Но если в преп. Максиме запросы мистического сердца и вытесняют всякие попытки чисто рационалистических построений, то зато нет у него и стремления приводить в систему свои мысли. Уже при беглом обзоре трудов преп. Максима сразу же бросается в глаза, что он не систематик: у него нет ни одного систематического труда, ни даже трактата из определенной области богословия или философии, как, например, у Оригена, Августина, Феодорита <Киррского>. И понятно почему. Всякая система предполагает усиление рационального момента. Сила мистического созерцания при систематизировании глохнет, уменьшается, теряется. Отрывочно брошенная мысль, открывающая широкие перспективы, выглядит таинственнее, глубже, чем ряд систематически связанных положений; такая мысль представляется как-то неожиданнее и, действительно, выступает как мистическое озарение. В отрывочности ее сила; в ней — своеобразная красота созерцаний. Созерцатель должен отказаться от самого себя, если пожелает приводить в систематический порядок свои мысли. Он в таком случае прекращает поток озарений и лишает свою мысль силы вширь, втискивая ее в рамки какой бы то ни было системы. Отсутствие системы поэтому у преп. Максима вовсе не есть признак недостатка силы творческого синтеза, а характерная черта, отмечающая особенность его дарования.
Что касается творческого синтеза, то необычайная мощь ума преп. Максима в этом отношении постоянно сказывается в широких обобщениях, в неожиданных, но верных по существу сопоставлениях, в той симметрии мысли, составляющей ее красоту, которую так часто можно наблюдать в построениях преп. Максима. У преп. отца человек, мир, Писание, Церковь рассматриваются как образы друг друга, и, по аналогии с человеком, в них различаются тело и душа; [2120]
Логос и человек сопоставляются в промыслительной деятельности; [2121] Христос-Искупитель и таинства Церкви [2122] — по своим спасительным действиям, и т. п. Эта способность гармонизировать, приводить к согласию идеи (иногда) разных порядков есть естественный спутник созерцательности, требующей находить одну идею в разных предметах, варьируя и углубляя ее через новые сопоставления. У преп. Максима эта способность развилась в совершенстве. Найти пункты примирения идей, согласовать чужую мысль со своими воззрениями, отыскать выход из противоречия для него не составляло никакого труда. Вот почему (даже вне всяких догматико-полемических тенденций) он в непоколебимой уверенности в чистоте веры Римской церкви мог вполне серьезно видеть в послании <папы> Гонория одни лишь православные мысли. Вот почему он мог ни в какой другой форме, как в толкованиях на Писание и св. отцов, излагать свои собственные воззрения. Созерцания св. отца всегда легко и непринужденно связывались с мыслями толкуемого автора.Иногда, впрочем, в целях гармонизации созерцания с точками его отправления преп. Максим не стеснялся изменять в деталях и свои воззрения при разной логической обстановке своих созерцаний и раскрывать, таким образом, свои взгляды применительно к данному моменту. [2123]
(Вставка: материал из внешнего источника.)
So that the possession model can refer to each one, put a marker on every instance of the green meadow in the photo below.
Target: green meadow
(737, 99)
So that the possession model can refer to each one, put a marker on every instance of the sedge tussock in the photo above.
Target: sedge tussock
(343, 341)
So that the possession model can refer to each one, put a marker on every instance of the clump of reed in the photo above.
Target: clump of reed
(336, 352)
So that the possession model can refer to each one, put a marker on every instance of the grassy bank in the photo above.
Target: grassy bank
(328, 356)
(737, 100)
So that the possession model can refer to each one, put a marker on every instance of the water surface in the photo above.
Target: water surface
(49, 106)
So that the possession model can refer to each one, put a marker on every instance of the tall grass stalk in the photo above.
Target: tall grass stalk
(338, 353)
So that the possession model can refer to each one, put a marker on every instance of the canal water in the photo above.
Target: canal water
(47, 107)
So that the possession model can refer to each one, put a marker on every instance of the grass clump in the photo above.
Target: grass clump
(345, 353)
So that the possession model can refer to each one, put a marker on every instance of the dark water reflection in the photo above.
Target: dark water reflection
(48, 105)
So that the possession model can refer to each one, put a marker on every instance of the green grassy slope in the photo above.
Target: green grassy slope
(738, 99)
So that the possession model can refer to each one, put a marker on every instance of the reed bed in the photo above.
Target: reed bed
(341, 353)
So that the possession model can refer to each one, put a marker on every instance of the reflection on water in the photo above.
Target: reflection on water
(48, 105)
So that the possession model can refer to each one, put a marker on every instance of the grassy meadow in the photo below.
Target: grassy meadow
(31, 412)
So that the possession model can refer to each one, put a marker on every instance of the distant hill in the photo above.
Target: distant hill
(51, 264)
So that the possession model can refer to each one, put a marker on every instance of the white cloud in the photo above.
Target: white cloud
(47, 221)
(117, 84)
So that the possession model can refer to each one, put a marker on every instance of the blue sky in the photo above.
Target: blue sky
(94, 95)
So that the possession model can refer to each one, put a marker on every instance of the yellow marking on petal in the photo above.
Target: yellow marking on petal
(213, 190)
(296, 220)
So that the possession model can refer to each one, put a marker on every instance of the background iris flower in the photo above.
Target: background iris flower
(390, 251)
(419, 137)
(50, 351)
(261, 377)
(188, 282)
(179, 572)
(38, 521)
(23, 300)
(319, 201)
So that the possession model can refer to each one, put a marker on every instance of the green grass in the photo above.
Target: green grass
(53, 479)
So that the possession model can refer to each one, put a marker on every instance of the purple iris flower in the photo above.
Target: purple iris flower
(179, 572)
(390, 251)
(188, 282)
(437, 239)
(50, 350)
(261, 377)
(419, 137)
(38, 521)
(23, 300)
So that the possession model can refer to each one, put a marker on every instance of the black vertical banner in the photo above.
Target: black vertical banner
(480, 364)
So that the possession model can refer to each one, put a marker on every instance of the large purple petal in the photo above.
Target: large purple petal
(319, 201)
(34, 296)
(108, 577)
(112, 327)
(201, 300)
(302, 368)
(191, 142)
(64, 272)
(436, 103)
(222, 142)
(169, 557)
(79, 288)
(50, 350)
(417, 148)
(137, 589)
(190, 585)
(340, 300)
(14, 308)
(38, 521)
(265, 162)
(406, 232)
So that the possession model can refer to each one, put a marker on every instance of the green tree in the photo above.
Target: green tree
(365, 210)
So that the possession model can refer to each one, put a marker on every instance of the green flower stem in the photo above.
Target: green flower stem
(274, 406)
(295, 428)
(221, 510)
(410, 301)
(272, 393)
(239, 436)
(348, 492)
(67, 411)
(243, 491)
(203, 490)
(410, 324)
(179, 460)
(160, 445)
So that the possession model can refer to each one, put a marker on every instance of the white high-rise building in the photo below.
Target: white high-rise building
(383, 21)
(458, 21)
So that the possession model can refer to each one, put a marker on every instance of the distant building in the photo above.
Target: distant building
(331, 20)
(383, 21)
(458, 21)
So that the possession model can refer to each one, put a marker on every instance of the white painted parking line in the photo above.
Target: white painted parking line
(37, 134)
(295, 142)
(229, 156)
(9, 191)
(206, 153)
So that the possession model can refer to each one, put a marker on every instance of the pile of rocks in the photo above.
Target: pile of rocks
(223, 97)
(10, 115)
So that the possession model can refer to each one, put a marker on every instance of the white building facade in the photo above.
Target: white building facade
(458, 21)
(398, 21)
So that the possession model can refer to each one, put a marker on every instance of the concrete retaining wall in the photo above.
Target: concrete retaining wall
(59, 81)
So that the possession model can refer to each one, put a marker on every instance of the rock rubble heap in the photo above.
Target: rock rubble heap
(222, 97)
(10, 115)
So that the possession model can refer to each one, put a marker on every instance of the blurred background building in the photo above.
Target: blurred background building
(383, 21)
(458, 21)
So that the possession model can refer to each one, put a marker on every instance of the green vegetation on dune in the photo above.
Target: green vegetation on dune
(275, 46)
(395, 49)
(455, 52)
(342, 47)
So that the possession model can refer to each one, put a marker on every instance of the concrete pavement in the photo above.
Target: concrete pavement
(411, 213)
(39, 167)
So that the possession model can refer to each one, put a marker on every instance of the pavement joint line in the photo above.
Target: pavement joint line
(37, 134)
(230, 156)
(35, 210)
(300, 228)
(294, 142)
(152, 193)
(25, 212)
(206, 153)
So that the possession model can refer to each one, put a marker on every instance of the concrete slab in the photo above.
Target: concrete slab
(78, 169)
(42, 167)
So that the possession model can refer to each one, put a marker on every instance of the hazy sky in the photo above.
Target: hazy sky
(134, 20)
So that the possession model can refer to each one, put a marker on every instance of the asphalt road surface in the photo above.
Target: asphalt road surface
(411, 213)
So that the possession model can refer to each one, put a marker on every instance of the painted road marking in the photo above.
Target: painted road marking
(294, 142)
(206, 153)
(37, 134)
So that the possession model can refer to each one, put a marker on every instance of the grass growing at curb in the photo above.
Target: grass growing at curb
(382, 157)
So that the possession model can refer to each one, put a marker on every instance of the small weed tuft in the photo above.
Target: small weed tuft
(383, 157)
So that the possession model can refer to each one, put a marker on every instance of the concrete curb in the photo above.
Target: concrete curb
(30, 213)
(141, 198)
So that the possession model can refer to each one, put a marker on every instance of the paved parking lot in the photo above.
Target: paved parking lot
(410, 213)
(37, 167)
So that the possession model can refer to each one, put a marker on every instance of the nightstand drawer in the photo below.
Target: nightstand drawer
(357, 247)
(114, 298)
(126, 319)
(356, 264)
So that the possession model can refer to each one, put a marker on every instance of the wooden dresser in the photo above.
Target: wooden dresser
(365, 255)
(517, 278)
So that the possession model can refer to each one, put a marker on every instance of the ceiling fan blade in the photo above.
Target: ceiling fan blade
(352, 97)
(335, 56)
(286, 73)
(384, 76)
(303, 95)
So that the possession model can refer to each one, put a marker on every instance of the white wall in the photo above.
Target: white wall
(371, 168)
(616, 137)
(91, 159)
Этим объясняется некоторая эластичность воззрений преп. Максима, а также разнообразие его суждений по одному и тому же вопросу. Это разнообразие особенно бросается в глаза в аскетике. Возьмем несколько примеров. Добродетели у преп. Максима располагаются в известной генетической связи по восходящей лестнице от низших до высших добродетелей. Каждая высшая, последующая добродетель, по мнению преп. Максима, предполагает собой наличность предшествующей, включает ее в себя и придает ей новую силу. Отсюда, к высшей добродетели, с его точки зрения, приложимо все то, что свойственно низшей. С этой точки зрения, преп. Максим без всяких оговорок высказывает противоречивые, на первый взгляд, суждения. Так, источником всех добродетелей, по его мнению, является то вера, [2124] то страх Божий, [2125] то печаль по Богу, [2126] то любовь; [2127] кротости им усвояются те же свойства, что и смирению, [2128] и т. п. В действительности все эти суждения вполне справедливы для определенных (различных) моментов нравственного развития и являются непримиримыми лишь в том случае, если всем им придается значение описания начальных моментов развития и его порядка. Имея это в виду, нужно признать, что все подобного рода разнообразные суждения преп. Максима нисколько не нарушают общей стройности его системы и выгодного представления о высоких качествах его творческого синтетического ума.